Agner wrote:
The 512-bit registers can do vector operations
on 32-bit and 64-bit signed and unsigned integers and single and double
precision floats, but unfortunately not on 8-bit and 16-bit
integers. The latest update of Intel's manual specifies a future instruction set named AVX512BW which has vectors of 32 16-bit integers or 64 8-bit integers. See software.intel.com/en-us/intel-isa-extensions.
The AVX512 instruction set will be divided into several subsets: AVX512BW for vector instructions with 8-bit (Byte) and 16-bit (Word) granularity; AVX512DQ for 32-bit (Dword or float) and 64-bit (Qword or double) granularity; AVX512VL for the same instructions with 128 bit and 256 bit total vector length; and various other subsets.
The Skylake processor, planned for 2015, will probably support all these subsets, while the Knights Landing multiprocessor will not support the BW subset, according to this announcement software.intel.com/en-us/blogs/additional-avx-512-instructions.

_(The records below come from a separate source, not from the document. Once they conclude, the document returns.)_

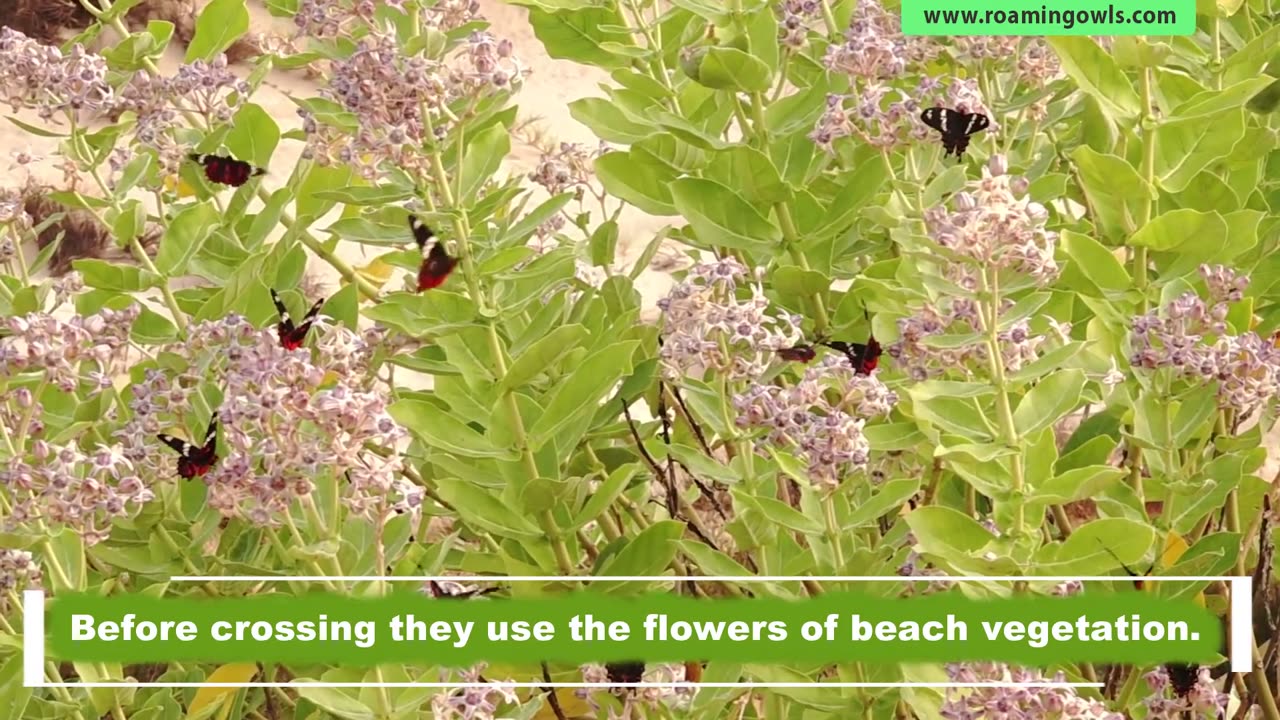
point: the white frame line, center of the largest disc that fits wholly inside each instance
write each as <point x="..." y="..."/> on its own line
<point x="1240" y="628"/>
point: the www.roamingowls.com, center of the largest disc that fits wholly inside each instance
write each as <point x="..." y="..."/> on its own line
<point x="1065" y="19"/>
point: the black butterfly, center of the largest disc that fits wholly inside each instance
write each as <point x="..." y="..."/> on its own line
<point x="1182" y="675"/>
<point x="227" y="171"/>
<point x="293" y="336"/>
<point x="437" y="265"/>
<point x="863" y="358"/>
<point x="955" y="127"/>
<point x="438" y="591"/>
<point x="195" y="461"/>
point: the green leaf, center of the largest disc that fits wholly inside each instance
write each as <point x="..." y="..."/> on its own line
<point x="1097" y="73"/>
<point x="647" y="554"/>
<point x="542" y="355"/>
<point x="443" y="431"/>
<point x="254" y="136"/>
<point x="636" y="181"/>
<point x="484" y="155"/>
<point x="1095" y="261"/>
<point x="484" y="510"/>
<point x="334" y="701"/>
<point x="728" y="68"/>
<point x="787" y="516"/>
<point x="887" y="499"/>
<point x="1185" y="147"/>
<point x="1114" y="188"/>
<point x="603" y="496"/>
<point x="67" y="551"/>
<point x="722" y="217"/>
<point x="583" y="391"/>
<point x="183" y="237"/>
<point x="1176" y="228"/>
<point x="580" y="36"/>
<point x="110" y="276"/>
<point x="1050" y="400"/>
<point x="12" y="689"/>
<point x="218" y="27"/>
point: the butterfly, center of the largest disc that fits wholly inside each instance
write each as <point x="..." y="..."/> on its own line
<point x="195" y="461"/>
<point x="863" y="358"/>
<point x="227" y="171"/>
<point x="955" y="127"/>
<point x="292" y="336"/>
<point x="437" y="265"/>
<point x="438" y="591"/>
<point x="625" y="671"/>
<point x="1182" y="675"/>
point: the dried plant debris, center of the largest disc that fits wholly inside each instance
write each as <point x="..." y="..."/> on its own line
<point x="78" y="233"/>
<point x="54" y="21"/>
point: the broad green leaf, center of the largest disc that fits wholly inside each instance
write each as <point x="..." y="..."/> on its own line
<point x="484" y="155"/>
<point x="728" y="68"/>
<point x="1095" y="261"/>
<point x="542" y="355"/>
<point x="183" y="237"/>
<point x="583" y="390"/>
<point x="887" y="499"/>
<point x="1097" y="73"/>
<point x="1048" y="401"/>
<point x="484" y="510"/>
<point x="604" y="495"/>
<point x="254" y="136"/>
<point x="722" y="217"/>
<point x="218" y="27"/>
<point x="636" y="181"/>
<point x="443" y="431"/>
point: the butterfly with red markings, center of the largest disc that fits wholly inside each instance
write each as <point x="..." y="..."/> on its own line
<point x="293" y="336"/>
<point x="438" y="264"/>
<point x="863" y="358"/>
<point x="195" y="461"/>
<point x="227" y="171"/>
<point x="955" y="127"/>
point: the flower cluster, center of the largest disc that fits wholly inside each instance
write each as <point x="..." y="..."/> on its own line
<point x="284" y="418"/>
<point x="388" y="92"/>
<point x="995" y="224"/>
<point x="83" y="347"/>
<point x="887" y="117"/>
<point x="567" y="168"/>
<point x="822" y="417"/>
<point x="796" y="19"/>
<point x="63" y="486"/>
<point x="1201" y="701"/>
<point x="708" y="327"/>
<point x="208" y="89"/>
<point x="1189" y="337"/>
<point x="1016" y="702"/>
<point x="50" y="81"/>
<point x="874" y="48"/>
<point x="475" y="702"/>
<point x="635" y="698"/>
<point x="18" y="570"/>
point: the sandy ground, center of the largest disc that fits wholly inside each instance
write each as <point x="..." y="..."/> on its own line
<point x="544" y="100"/>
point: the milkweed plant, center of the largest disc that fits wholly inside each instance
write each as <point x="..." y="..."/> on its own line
<point x="1052" y="352"/>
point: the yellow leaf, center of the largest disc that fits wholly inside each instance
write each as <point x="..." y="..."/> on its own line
<point x="233" y="673"/>
<point x="174" y="183"/>
<point x="1174" y="548"/>
<point x="574" y="706"/>
<point x="376" y="272"/>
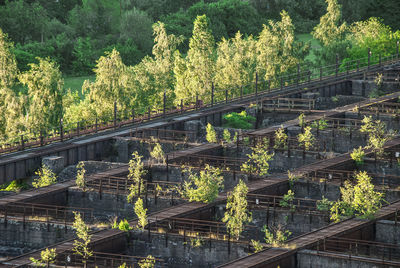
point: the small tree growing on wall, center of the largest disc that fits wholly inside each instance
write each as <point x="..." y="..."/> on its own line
<point x="306" y="139"/>
<point x="281" y="139"/>
<point x="360" y="200"/>
<point x="140" y="212"/>
<point x="136" y="173"/>
<point x="158" y="153"/>
<point x="237" y="215"/>
<point x="46" y="177"/>
<point x="205" y="186"/>
<point x="81" y="245"/>
<point x="211" y="136"/>
<point x="258" y="160"/>
<point x="149" y="262"/>
<point x="47" y="257"/>
<point x="80" y="176"/>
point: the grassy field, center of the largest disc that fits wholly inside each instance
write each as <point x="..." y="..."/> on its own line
<point x="314" y="44"/>
<point x="75" y="83"/>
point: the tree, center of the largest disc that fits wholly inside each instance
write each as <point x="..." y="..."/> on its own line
<point x="358" y="156"/>
<point x="81" y="245"/>
<point x="80" y="176"/>
<point x="258" y="160"/>
<point x="236" y="63"/>
<point x="136" y="25"/>
<point x="45" y="92"/>
<point x="360" y="199"/>
<point x="211" y="136"/>
<point x="140" y="212"/>
<point x="376" y="131"/>
<point x="158" y="153"/>
<point x="277" y="237"/>
<point x="46" y="177"/>
<point x="47" y="257"/>
<point x="200" y="63"/>
<point x="328" y="29"/>
<point x="111" y="86"/>
<point x="149" y="262"/>
<point x="204" y="187"/>
<point x="281" y="139"/>
<point x="136" y="173"/>
<point x="237" y="215"/>
<point x="155" y="75"/>
<point x="277" y="50"/>
<point x="8" y="64"/>
<point x="306" y="139"/>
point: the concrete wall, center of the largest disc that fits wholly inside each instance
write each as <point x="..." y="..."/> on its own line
<point x="310" y="259"/>
<point x="176" y="254"/>
<point x="111" y="205"/>
<point x="15" y="239"/>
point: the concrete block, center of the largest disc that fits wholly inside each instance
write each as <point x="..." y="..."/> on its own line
<point x="55" y="163"/>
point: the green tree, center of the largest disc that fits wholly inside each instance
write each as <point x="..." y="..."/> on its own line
<point x="46" y="177"/>
<point x="277" y="50"/>
<point x="237" y="215"/>
<point x="136" y="173"/>
<point x="8" y="64"/>
<point x="136" y="25"/>
<point x="277" y="237"/>
<point x="140" y="212"/>
<point x="236" y="63"/>
<point x="306" y="139"/>
<point x="204" y="187"/>
<point x="149" y="262"/>
<point x="111" y="85"/>
<point x="360" y="199"/>
<point x="47" y="257"/>
<point x="45" y="92"/>
<point x="80" y="176"/>
<point x="157" y="153"/>
<point x="281" y="139"/>
<point x="81" y="244"/>
<point x="258" y="160"/>
<point x="211" y="136"/>
<point x="328" y="29"/>
<point x="200" y="63"/>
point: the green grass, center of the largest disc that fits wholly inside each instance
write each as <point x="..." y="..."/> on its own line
<point x="314" y="45"/>
<point x="75" y="83"/>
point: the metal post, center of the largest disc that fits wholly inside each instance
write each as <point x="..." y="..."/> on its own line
<point x="298" y="74"/>
<point x="22" y="142"/>
<point x="212" y="94"/>
<point x="61" y="130"/>
<point x="320" y="73"/>
<point x="337" y="65"/>
<point x="256" y="84"/>
<point x="164" y="102"/>
<point x="182" y="105"/>
<point x="115" y="114"/>
<point x="369" y="57"/>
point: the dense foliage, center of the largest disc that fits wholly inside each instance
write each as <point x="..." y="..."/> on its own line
<point x="138" y="63"/>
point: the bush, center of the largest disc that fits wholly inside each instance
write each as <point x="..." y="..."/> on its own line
<point x="239" y="120"/>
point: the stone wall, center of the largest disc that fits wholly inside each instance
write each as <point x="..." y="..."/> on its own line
<point x="15" y="239"/>
<point x="178" y="254"/>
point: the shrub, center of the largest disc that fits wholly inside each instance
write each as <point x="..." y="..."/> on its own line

A 512-bit vector with 8-bit granularity will have 64 elements and require 64-bit mask registers. The mask registers are officially 64-bit architectural registers, according to the manual. It is not clear what architectural means, but it usually means something that is guaranteed to be supported in future processors. This raises the question about the possibility of future extensions. If future extensions to 1024 or 2048 bit vectors will support 8-bit and 16-bit granularity then the mask registers must be bigger so that they can no longer communicate nicely with the 64-bit general purpose registers. If there will be future extensions of the vector size at all, either they will have only 32-bit and 64-bit granularity, or the mask registers will have to be redesigned.